The following methods are required for the simulation of network dependency. A form of modelling, using a multi-agent system, which combines the different infrastructure networks (electricity, water and cellular networks) is an important example. Physical dependencies between the different infrastructures are displayed as probabilities (Figure 2). By using these dependencies, it is possible to calculate to what extent, for example, power outages influence the functionality of the water and cellular networks within simulations. In order to mitigate or reduce these inter-infrastructure failures, certain methods for identifying potential weak spots were developed. On the one hand, they are based on an analysis of the network structure and on the other hand, on a simulative estimation of the extent of failures. With that, CAESAR can determine which parts of the infrastructure contribute to the cascade effect. Based on these identified critical parts, CAESAR then provides possible strategies to increase the robustness against the cascade effects mentioned before. Certain measures, which encompass the resilience of interconnected infrastructures against cascade effects, form the basis for this. These resilience measures reflect possible effects of functionality loss caused by network failures as well as the possibility to restore full functionality. Thus, the software can determine how resilient interconnected infrastructures really are in the face of a natural disaster. Based upon that determination, strategies leading to the best possible increase of resilience against cascade effects can be provided.

Calculation results from CAESAR

CAESAR presents the calculated results on a website using a GIS (Figure 3). The figure shows which parts of the infrastructure have failed. In addition, various symbols are used to visualize at which infrastructural parts the failure was propagated to another infrastructure, what type of failure was experienced, and what the possibility of a failure in the simulation is. The symbols in Figure 3 are marked with a red triangle.
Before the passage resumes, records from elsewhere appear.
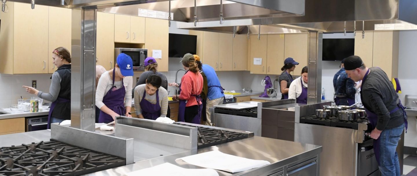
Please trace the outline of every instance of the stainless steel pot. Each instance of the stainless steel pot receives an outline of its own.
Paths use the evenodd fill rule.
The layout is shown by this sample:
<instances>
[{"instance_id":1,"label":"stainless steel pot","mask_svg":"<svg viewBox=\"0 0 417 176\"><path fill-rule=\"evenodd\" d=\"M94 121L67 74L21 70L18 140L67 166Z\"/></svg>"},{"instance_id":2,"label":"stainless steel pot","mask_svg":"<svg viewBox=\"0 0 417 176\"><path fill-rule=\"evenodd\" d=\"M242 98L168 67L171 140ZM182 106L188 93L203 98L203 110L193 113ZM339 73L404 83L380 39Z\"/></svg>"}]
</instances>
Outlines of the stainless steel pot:
<instances>
[{"instance_id":1,"label":"stainless steel pot","mask_svg":"<svg viewBox=\"0 0 417 176\"><path fill-rule=\"evenodd\" d=\"M330 113L329 114L330 116L337 117L337 111L342 109L342 108L334 106L324 106L324 107L325 109L330 110Z\"/></svg>"},{"instance_id":2,"label":"stainless steel pot","mask_svg":"<svg viewBox=\"0 0 417 176\"><path fill-rule=\"evenodd\" d=\"M339 120L356 121L359 117L359 113L354 110L341 110L337 112Z\"/></svg>"},{"instance_id":3,"label":"stainless steel pot","mask_svg":"<svg viewBox=\"0 0 417 176\"><path fill-rule=\"evenodd\" d=\"M365 112L365 110L355 110L354 111L356 111L359 113L359 118L365 117L365 115L366 115L366 112Z\"/></svg>"},{"instance_id":4,"label":"stainless steel pot","mask_svg":"<svg viewBox=\"0 0 417 176\"><path fill-rule=\"evenodd\" d=\"M330 110L316 110L316 117L317 118L329 118Z\"/></svg>"}]
</instances>

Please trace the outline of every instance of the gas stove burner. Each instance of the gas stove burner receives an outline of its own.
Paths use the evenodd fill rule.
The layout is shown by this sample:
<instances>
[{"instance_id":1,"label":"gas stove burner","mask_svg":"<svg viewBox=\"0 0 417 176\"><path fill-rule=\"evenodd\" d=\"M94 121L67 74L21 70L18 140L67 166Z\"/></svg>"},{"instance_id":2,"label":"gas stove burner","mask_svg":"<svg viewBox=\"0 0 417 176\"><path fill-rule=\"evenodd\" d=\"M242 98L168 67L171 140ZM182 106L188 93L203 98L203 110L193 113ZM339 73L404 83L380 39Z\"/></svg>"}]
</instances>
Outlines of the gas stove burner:
<instances>
[{"instance_id":1,"label":"gas stove burner","mask_svg":"<svg viewBox=\"0 0 417 176\"><path fill-rule=\"evenodd\" d=\"M126 164L123 158L55 141L0 148L0 176L80 175Z\"/></svg>"},{"instance_id":2,"label":"gas stove burner","mask_svg":"<svg viewBox=\"0 0 417 176\"><path fill-rule=\"evenodd\" d=\"M248 138L247 133L198 127L181 123L176 123L176 124L189 127L196 127L198 129L197 135L198 137L198 145L197 147L198 149Z\"/></svg>"},{"instance_id":3,"label":"gas stove burner","mask_svg":"<svg viewBox=\"0 0 417 176\"><path fill-rule=\"evenodd\" d=\"M300 123L357 130L358 124L367 123L368 119L358 119L356 121L342 121L333 117L328 119L317 118L315 115L313 115L300 117Z\"/></svg>"}]
</instances>

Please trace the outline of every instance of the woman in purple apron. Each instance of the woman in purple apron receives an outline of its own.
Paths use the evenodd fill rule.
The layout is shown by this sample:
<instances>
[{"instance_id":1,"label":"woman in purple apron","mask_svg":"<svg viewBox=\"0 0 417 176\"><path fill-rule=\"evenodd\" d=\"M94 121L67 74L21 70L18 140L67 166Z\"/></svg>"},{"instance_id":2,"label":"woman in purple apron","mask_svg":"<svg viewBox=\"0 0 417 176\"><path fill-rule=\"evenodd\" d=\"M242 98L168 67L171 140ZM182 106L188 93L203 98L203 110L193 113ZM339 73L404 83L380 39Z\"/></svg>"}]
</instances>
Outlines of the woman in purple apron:
<instances>
[{"instance_id":1,"label":"woman in purple apron","mask_svg":"<svg viewBox=\"0 0 417 176\"><path fill-rule=\"evenodd\" d=\"M166 116L168 93L161 87L162 82L161 77L152 75L146 79L146 83L135 88L135 108L139 118L156 120L159 117ZM147 96L147 100L145 98Z\"/></svg>"},{"instance_id":2,"label":"woman in purple apron","mask_svg":"<svg viewBox=\"0 0 417 176\"><path fill-rule=\"evenodd\" d=\"M173 100L179 101L178 121L200 124L203 108L200 95L203 90L203 76L192 54L186 54L182 62L187 71L181 79L180 94L173 97ZM177 85L175 83L169 84L170 86Z\"/></svg>"},{"instance_id":3,"label":"woman in purple apron","mask_svg":"<svg viewBox=\"0 0 417 176\"><path fill-rule=\"evenodd\" d=\"M300 80L299 81L298 81L298 79ZM289 86L289 98L295 98L297 103L307 104L307 86L304 86L304 83L306 83L308 81L308 68L307 66L303 67L301 70L301 77L294 81L296 81L291 83ZM297 94L299 94L298 97L297 97Z\"/></svg>"},{"instance_id":4,"label":"woman in purple apron","mask_svg":"<svg viewBox=\"0 0 417 176\"><path fill-rule=\"evenodd\" d=\"M31 87L23 86L30 93L52 102L48 114L48 129L51 123L71 120L71 55L66 49L60 47L52 52L52 63L58 69L51 77L52 81L49 93Z\"/></svg>"},{"instance_id":5,"label":"woman in purple apron","mask_svg":"<svg viewBox=\"0 0 417 176\"><path fill-rule=\"evenodd\" d=\"M281 70L284 71L279 76L279 82L280 90L282 94L281 100L288 99L288 90L289 86L294 81L292 76L289 74L295 69L295 66L299 64L296 62L294 59L289 57L284 61L284 66L281 68Z\"/></svg>"},{"instance_id":6,"label":"woman in purple apron","mask_svg":"<svg viewBox=\"0 0 417 176\"><path fill-rule=\"evenodd\" d=\"M114 69L102 75L97 85L95 103L101 110L99 123L110 123L119 115L131 117L129 112L131 106L132 91L128 88L132 87L133 81L130 76L133 75L133 61L130 56L122 53L117 56L116 62ZM109 73L112 77L110 77ZM126 86L123 78L130 79L126 80L128 83ZM121 80L118 81L118 84L121 84L118 88L115 84L116 79Z\"/></svg>"}]
</instances>

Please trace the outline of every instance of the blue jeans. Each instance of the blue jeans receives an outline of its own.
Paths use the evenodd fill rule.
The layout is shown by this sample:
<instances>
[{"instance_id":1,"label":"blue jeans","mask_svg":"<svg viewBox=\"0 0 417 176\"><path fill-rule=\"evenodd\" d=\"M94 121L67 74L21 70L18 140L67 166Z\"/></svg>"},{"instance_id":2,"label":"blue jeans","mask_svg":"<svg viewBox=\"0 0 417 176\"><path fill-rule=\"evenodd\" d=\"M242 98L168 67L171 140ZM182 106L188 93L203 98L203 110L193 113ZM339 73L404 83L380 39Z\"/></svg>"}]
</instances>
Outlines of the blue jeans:
<instances>
[{"instance_id":1,"label":"blue jeans","mask_svg":"<svg viewBox=\"0 0 417 176\"><path fill-rule=\"evenodd\" d=\"M398 154L395 152L404 125L385 130L379 136L379 171L382 176L400 176Z\"/></svg>"}]
</instances>

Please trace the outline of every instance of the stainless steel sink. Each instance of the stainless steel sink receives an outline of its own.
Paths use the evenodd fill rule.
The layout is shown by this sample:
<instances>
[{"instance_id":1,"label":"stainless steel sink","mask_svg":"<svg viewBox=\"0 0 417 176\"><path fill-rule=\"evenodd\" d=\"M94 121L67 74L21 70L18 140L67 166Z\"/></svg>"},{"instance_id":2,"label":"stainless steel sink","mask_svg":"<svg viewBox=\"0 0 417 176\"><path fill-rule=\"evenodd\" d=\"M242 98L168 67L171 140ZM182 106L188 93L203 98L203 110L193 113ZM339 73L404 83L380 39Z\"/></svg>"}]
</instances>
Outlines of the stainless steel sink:
<instances>
[{"instance_id":1,"label":"stainless steel sink","mask_svg":"<svg viewBox=\"0 0 417 176\"><path fill-rule=\"evenodd\" d=\"M408 117L417 117L417 108L407 107L405 108L405 112Z\"/></svg>"}]
</instances>

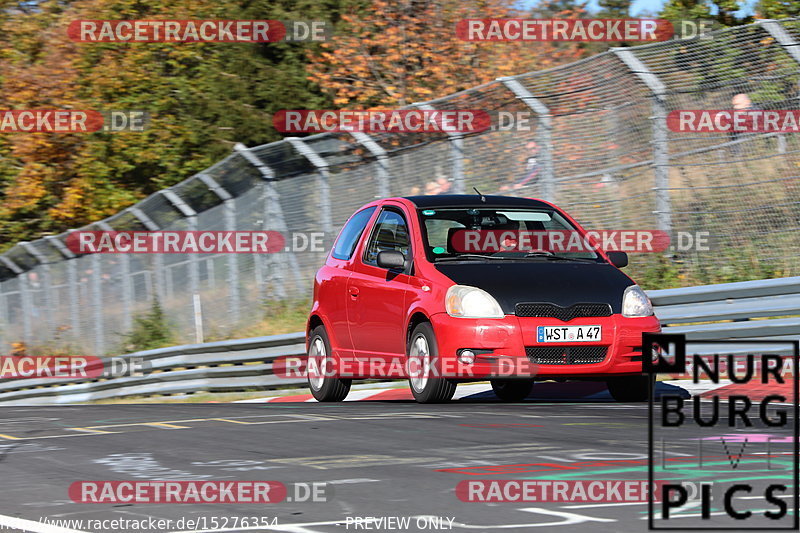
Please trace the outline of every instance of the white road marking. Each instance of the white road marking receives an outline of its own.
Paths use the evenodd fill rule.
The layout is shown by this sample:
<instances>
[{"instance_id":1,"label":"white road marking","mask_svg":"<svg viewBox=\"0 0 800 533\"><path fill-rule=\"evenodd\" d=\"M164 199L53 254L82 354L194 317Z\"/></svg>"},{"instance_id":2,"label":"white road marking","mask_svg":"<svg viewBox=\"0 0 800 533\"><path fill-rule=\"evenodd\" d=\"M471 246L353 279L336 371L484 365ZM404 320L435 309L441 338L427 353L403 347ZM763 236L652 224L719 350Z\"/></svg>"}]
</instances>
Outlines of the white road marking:
<instances>
[{"instance_id":1,"label":"white road marking","mask_svg":"<svg viewBox=\"0 0 800 533\"><path fill-rule=\"evenodd\" d=\"M3 526L0 529L19 529L21 531L32 531L33 533L91 533L6 515L0 515L0 526Z\"/></svg>"}]
</instances>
Beyond the failures, those parts of the infrastructure that largely contribute to the cascade effects are depicted. These parts are represented by either a yellow or a red symbol (Figure 3). Yellow symbols depict critical parts, red symbols depict very critical parts. For these parts of the infrastructure, CAESAR calculates possible resilience strategies, such as adding redundancy or installing an independent power supply. With the CAESAR software, it is possible for the user to analyze how a natural disaster affects interconnected infrastructures, in which areas failures caused by cascade effects are most likely to be expected, and in which areas the critical infrastructural parts are located. Through these analyses as well as the suggested measures of improvement, a user can determine where an increase in resilience will have the greatest positive effect on the stability of the infrastructure.